As the clean-up gets under way, the oil companies should learn to operate more responsibly

Notwithstanding the disappointing absence of President Muhammadu Buhari, it was still a momentous occasion last Thursday in Bodo, Gokana Local Government Area of Rivers State, when the federal government launched the implementation of the United Nations Environmental Programme (UNEP) report on the clean-up of Ogoniland. In his speech at the occasion delivered by Vice-President Yemi Osinbajo, the president said the clean-up of Ogoniland has sustainable development components that will greatly benefit the people.

“The methodology for the clean-up will ensure job creation for young people. The agro-allied industries required for processing of agricultural produce will also be put in place,” said President Buhari who added that approval had been given to establish the necessary institutional framework to drive the process.

The UNEP report which was submitted to former President Goodluck Jonathan on August 4, 2011, had recommended a scientific rectification of the environment in Ogoniland which is expected to take about 30 years to accomplish with an estimated take-off cost of $1 billion. The three-year investigation leading to the report had come up with the following revelations: One, there is heavy contamination of land and underground water courses, sometimes more than 40 years after oil was spilled. Two, that community drinking water contains dangerous concentrations of benzene and other pollutants.

Three, that there is massive evidence of soil contamination more than five metres deep in many areas studied. Four, most of the spill sites where oil firms claimed to have cleaned up are still highly contaminated. Five, there is clear evidence of oil firms dumping contaminated soil in unlined pits. Six, the water is coated with hydrocarbons more than 1,000 times the level allowed by drinking water standards. And lastly, that the endemic environmental crisis in Ogoniland is as a result of the failure by Shell and others oil firms to meet the minimum requirements of their own environmental standards.

While submitting the report of what happened in Ogoniland five years ago, Mr. Achim Steiner, Executive Director of UNEP, who was also present at the commencement of the clean-up last Thursday, said the study “offers a blueprint for how the oil industry and public authorities might operate more responsibly in Africa and beyond at a time of increasing production and exploration across many parts of the continent”.
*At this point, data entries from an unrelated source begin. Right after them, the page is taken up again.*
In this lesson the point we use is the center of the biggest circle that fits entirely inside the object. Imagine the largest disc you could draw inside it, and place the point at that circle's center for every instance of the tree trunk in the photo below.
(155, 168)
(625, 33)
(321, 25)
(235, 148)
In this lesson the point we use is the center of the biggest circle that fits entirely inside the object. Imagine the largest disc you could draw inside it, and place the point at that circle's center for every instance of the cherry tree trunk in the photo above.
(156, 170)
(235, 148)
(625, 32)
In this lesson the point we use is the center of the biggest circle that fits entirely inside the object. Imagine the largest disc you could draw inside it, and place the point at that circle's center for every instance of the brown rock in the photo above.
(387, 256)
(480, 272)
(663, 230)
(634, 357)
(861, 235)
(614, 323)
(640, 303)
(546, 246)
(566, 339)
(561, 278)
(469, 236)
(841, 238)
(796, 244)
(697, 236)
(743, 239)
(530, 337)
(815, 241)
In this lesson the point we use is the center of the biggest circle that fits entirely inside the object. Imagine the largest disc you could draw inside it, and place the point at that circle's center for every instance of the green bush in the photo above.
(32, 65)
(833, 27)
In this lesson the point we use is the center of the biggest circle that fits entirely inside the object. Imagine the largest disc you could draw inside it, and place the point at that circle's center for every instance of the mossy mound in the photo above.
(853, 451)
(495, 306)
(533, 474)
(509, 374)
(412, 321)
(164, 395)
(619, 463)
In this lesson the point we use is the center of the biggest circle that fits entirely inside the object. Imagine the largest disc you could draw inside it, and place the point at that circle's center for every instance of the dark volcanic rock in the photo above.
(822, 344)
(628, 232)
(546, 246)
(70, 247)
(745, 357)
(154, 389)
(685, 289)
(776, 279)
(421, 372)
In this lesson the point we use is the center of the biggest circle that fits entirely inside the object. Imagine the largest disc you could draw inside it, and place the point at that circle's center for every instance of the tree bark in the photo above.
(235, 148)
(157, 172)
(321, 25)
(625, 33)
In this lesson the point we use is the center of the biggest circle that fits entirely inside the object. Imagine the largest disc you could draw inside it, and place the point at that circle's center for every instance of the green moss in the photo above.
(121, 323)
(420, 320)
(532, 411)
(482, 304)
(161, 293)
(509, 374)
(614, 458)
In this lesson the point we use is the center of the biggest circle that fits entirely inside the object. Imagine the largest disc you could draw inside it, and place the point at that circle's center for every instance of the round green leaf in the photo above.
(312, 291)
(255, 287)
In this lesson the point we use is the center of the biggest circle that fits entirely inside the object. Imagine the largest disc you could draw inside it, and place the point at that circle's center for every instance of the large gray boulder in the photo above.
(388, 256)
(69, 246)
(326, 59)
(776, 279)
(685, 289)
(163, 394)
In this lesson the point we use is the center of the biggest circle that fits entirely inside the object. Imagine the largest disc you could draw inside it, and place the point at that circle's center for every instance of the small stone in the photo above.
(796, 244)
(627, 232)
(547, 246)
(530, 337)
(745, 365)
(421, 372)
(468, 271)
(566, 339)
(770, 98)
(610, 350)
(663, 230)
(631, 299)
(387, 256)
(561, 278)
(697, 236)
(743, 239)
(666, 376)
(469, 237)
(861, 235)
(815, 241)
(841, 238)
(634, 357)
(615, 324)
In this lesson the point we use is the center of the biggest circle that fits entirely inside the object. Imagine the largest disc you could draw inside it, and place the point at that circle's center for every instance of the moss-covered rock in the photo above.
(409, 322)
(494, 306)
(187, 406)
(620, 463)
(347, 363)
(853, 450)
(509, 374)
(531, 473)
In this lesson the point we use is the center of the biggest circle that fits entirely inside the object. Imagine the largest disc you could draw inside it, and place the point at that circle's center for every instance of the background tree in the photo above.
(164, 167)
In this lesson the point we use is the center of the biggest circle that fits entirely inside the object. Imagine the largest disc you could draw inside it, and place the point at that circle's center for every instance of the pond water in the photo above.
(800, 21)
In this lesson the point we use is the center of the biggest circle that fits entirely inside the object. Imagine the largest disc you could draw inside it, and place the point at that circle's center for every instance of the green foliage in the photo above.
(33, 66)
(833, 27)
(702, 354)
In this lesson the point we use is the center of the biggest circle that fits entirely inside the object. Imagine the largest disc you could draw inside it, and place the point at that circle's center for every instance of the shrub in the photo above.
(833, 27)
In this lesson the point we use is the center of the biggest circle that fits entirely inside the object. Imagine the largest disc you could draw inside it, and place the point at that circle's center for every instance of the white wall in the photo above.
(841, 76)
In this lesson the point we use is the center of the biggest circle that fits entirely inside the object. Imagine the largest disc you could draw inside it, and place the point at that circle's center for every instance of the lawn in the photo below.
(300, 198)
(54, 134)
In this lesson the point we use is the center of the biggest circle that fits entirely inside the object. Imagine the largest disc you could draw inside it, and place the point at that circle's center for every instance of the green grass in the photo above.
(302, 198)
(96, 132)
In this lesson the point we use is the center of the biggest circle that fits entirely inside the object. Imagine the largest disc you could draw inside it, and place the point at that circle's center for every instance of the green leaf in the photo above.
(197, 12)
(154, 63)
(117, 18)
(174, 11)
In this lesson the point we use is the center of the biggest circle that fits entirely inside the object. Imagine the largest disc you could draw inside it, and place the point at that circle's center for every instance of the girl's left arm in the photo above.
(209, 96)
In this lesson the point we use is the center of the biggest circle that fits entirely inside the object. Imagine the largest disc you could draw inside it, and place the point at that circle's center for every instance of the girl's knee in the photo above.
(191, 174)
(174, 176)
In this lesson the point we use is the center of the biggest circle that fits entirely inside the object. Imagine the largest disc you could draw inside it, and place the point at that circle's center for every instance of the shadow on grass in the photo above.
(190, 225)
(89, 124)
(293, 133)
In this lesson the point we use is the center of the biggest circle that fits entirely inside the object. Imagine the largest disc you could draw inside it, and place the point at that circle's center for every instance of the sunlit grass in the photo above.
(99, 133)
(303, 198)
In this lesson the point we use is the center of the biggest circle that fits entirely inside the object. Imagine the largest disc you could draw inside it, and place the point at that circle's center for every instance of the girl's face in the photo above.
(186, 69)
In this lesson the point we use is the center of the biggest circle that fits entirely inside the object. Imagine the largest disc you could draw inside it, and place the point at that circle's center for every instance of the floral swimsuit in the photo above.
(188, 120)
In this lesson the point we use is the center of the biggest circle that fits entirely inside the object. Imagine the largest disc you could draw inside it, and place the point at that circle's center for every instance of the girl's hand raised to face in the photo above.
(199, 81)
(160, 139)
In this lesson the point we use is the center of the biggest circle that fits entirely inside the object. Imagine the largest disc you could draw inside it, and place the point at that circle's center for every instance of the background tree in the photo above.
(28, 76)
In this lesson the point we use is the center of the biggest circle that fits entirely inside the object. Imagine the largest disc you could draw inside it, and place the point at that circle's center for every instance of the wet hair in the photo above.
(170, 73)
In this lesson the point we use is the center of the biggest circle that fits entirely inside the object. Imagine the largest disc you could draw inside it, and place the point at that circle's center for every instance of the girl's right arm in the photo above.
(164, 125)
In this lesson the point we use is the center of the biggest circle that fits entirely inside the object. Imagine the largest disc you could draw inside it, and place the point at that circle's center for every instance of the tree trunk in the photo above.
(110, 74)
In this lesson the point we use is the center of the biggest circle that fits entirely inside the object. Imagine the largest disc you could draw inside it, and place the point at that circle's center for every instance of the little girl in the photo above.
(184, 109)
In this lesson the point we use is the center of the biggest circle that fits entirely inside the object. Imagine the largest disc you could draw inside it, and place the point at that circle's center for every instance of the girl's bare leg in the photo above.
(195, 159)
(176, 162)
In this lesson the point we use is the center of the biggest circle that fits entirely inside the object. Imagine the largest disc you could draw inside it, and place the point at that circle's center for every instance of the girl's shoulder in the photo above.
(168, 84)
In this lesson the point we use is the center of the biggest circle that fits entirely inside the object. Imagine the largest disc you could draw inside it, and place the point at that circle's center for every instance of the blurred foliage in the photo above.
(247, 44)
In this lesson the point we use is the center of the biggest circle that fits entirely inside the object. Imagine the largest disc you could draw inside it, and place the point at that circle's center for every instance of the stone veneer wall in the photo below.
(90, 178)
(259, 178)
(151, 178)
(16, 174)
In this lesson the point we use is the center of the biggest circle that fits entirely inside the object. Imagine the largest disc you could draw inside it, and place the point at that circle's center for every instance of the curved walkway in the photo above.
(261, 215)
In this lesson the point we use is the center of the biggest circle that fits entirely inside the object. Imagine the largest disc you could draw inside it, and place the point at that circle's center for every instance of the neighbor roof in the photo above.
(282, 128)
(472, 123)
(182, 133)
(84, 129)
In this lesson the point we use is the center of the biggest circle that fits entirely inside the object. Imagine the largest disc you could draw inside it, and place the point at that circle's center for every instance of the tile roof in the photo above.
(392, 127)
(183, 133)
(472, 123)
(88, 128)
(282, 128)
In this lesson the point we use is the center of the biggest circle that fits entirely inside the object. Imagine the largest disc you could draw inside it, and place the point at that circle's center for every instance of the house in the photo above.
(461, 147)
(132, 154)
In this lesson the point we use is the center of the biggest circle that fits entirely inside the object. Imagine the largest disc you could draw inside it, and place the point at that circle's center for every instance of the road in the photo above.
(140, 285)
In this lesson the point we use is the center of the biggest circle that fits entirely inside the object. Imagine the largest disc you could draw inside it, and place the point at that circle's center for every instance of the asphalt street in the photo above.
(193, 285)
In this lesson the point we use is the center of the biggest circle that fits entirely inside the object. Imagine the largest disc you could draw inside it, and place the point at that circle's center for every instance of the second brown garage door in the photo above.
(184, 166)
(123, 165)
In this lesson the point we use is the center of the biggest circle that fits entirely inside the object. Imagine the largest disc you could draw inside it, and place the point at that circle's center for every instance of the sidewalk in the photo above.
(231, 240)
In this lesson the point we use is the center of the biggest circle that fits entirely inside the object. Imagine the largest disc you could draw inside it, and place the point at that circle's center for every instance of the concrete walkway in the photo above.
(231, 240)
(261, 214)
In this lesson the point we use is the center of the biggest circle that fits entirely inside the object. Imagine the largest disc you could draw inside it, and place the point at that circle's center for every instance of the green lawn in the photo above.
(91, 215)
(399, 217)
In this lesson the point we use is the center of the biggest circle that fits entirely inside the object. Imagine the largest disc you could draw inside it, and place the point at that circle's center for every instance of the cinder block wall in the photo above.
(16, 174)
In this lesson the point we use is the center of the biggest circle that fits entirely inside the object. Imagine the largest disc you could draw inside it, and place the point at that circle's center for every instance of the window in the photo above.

What that means in effect is that for such tragedies not to happen again, the federal government must begin to enforce the laws of the land in its dealings with oil companies. For instance, the Federal Environmental Protection Agency (FEPA) Act of 1988 stipulates that “the licensee or lessee of an oil exploitation license or a mining lease must adhere to all standard global practices to prevent pollution of inland waters, rivers, water courses, the territorial waters of Nigeria or the high sea by oil and other harmful fluids or substances, and where any such pollution occurs or has occurred, take prompt steps to control and, if possible end it and restore the environment”.
However, because the relevant authorities don’t enforce such laws, oil companies operate in Nigeria not only with impunity but also with scant regard for our people or the environment. President Buhari alluded to this in his speech at the clean-up launch when he said: “There are acts, enactments, laws, guidelines and regulations to govern the operators of the oil industry. However, either because of lack of will or willful non-compliance with environmental laws, the environment has been put in jeopardy.”

While this is a serious indictment on our nation, with the commencement of the remediation process in Ogoniland, the Buhari administration is also sending a clear signal that it is a new day in Nigeria. It is important for the oil companies and other critical stakeholders in the sector to get the message.